VATs are one sort of consumption tax, and economists generally agree that consumption taxes allow government to raise revenue with less harm to growth than income taxes because they don’t penalize savings and investment. Many left-leaning economists who favor expanded government spending also favor VATs to pay for it. Back in 2009, some Democrats favored a VAT as a way to finance President Obama’s proposed health care reform and to reduce the budget deficit. The Tax Foundation calls Cruz’s version of a VAT “a powerful tax that captures pretty much all of the income in the country.” Without his VAT, it would have been nearly impossible for Cruz to propose his low flat tax without eviscerating government revenue.

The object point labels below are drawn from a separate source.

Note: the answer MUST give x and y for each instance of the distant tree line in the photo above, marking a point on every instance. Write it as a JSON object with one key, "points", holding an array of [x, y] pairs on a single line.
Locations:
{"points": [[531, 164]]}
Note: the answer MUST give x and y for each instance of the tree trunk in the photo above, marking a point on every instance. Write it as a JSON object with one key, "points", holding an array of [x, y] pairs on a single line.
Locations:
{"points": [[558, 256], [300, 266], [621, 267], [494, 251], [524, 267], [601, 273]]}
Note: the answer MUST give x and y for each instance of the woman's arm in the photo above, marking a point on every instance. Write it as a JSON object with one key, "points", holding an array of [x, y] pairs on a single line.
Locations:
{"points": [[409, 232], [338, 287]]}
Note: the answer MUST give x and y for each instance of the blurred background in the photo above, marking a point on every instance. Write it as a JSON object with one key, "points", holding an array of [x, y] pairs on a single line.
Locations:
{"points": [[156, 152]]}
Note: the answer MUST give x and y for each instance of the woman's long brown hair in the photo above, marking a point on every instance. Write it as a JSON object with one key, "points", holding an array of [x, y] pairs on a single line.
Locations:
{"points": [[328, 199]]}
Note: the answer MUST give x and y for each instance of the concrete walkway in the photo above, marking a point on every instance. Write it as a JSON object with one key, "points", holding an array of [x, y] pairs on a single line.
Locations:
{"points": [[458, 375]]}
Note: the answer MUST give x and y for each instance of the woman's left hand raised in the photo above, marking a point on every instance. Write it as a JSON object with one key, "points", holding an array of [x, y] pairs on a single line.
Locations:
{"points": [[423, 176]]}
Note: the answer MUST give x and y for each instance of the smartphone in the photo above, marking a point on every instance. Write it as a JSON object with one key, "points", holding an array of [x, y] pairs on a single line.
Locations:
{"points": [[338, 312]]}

If and when the Cruz counterattack comes, it seems likely to focus on two aspects of Rubio’s tax plan. First, Rubio lowers the top income tax rate less than any other GOP candidates, to 35 percent from the current 40 percent. Second, Rubio would expand the use of tax credits to funnel immediate tax relief to working class and low-income voters. According to Tax Foundation models, the Rubio plan “provides the largest benefits to the lowest-income Americans.” For instance: The bottom tenth of households would see after-tax incomes rise by 44 percent, and 56 percent when accounting for faster economic growth. As the supply-side wing of the GOP sees it — such as the Wall Street Journal’s editorial page — every dollar not “spent” on lowering top rates is a dollar wasted.

In this way, the Rubio plan is in the tradition of politically successful GOP tax reform.